If you feel you MUST try one, go to the doggy section and get a black kong. However I don't think the black ones come in small sizes.

Personally, I wouldn't trust them. Ferrets and parrots sure. I know when I give my parrot something un-edible, she will chew it to shreds but likes to do nothing more then roll the pieces in her mouth and spit them out (she does the same with the backs from my earings) So I know I could trust her with the birdie kong. 

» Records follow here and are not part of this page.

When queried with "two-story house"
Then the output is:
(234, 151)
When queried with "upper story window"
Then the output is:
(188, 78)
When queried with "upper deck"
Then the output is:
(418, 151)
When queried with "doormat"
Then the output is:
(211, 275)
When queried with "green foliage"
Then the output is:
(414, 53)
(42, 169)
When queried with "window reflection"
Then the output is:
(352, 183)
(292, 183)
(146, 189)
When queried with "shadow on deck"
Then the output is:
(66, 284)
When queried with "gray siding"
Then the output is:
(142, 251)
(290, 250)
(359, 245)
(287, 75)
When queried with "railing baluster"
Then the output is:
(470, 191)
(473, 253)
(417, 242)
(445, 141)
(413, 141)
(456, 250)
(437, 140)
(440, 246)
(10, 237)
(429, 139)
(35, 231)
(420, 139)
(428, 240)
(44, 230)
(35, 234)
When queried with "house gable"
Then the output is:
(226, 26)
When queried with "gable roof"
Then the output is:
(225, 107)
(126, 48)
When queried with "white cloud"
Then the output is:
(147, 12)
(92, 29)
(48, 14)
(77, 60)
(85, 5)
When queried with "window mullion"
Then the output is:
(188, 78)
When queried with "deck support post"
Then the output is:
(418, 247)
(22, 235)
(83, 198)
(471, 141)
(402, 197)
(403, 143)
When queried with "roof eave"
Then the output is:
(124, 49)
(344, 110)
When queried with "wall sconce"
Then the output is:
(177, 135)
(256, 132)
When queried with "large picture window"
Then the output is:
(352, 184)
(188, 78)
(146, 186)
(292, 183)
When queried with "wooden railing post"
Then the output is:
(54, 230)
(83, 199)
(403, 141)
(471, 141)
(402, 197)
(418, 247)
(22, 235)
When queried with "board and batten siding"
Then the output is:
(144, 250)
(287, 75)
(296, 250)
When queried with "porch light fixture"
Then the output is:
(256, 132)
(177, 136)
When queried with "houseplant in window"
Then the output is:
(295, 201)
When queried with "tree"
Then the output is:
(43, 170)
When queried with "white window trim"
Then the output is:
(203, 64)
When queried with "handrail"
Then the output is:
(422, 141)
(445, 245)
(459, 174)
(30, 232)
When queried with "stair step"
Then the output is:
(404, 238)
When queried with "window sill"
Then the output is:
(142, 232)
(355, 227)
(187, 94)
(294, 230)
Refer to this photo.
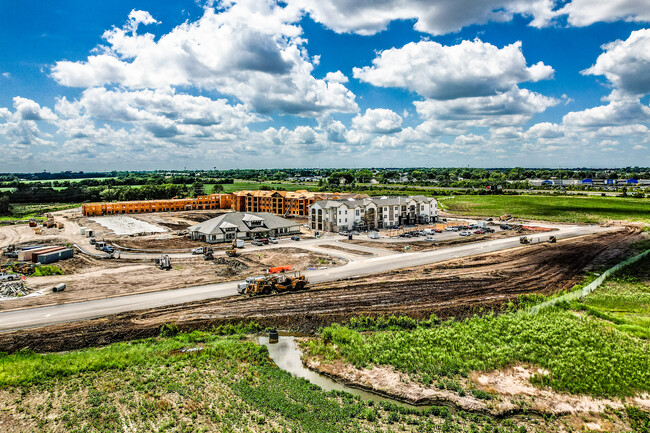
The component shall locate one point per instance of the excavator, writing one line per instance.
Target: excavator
(208, 254)
(269, 284)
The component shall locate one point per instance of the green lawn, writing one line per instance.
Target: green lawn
(68, 180)
(624, 300)
(225, 383)
(245, 185)
(24, 211)
(551, 208)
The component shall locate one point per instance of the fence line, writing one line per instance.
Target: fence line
(581, 293)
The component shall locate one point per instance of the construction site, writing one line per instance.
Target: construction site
(81, 281)
(295, 203)
(466, 263)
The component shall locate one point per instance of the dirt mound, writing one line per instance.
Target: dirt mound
(457, 288)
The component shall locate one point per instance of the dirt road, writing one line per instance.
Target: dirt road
(452, 288)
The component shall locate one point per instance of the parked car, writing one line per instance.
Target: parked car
(8, 277)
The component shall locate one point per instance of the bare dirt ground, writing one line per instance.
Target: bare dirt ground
(347, 250)
(511, 389)
(418, 244)
(457, 288)
(89, 278)
(167, 242)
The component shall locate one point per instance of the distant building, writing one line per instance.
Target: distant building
(372, 213)
(242, 225)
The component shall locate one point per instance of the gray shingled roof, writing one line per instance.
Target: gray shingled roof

But rabbits chew much different then a dog does, and this is still totally destructible rubber, not worth the risk. But again you could always try a itty bitty black one stuffed with goodies under 100% supervision!


----------



## cassnessxox (Jun 30, 2013)

Yea it says same durable rubber or whatever, but kongs come in a few 'stages' of durability. I'm not desperate to try or anything, I just know my girl would go nuts if I stuffed it with mashed banana =P They extreme black ones do come in puppy sizes and my two aren't manic chewers either. If I decide to try Ill supervise and confiscate at the first sign of chunks missing, not sure it's worth the risk. I was more curious to see if anyone had used them before!


----------



## middlemuse (Jul 2, 2013)

I make something I call a bunny kong out of toilet paper rolls. I fold in the bottom, then add part of her daily pellets, then fold in the top. The pellets fall out when it's rolled or shaken, and my Ariabunny goes wild for them. I get an entertained bunny, and it cost nothing! I use them if I'm going to be out of the house for a while, because it's a two part game--first she has to shake the pellets out, then she has to find them on the floor.


----------



## cassnessxox (Jul 4, 2013)

So I ended up getting an extreme puppy kong for them, I have only let them have it when I'm sitting on the floor with them. Cleo loves it ^_^ Neither have tried to chew it at all, they just lick and pull the fruit from inside. Bambi mostly nudges it around with his nose. It's totally unnecessary lol but I get a big discount on these things at work and all so I just thought I'd try it seeings as the only think Cleo will go for as a treat is banana. First signs of chewing and it's gone.


----------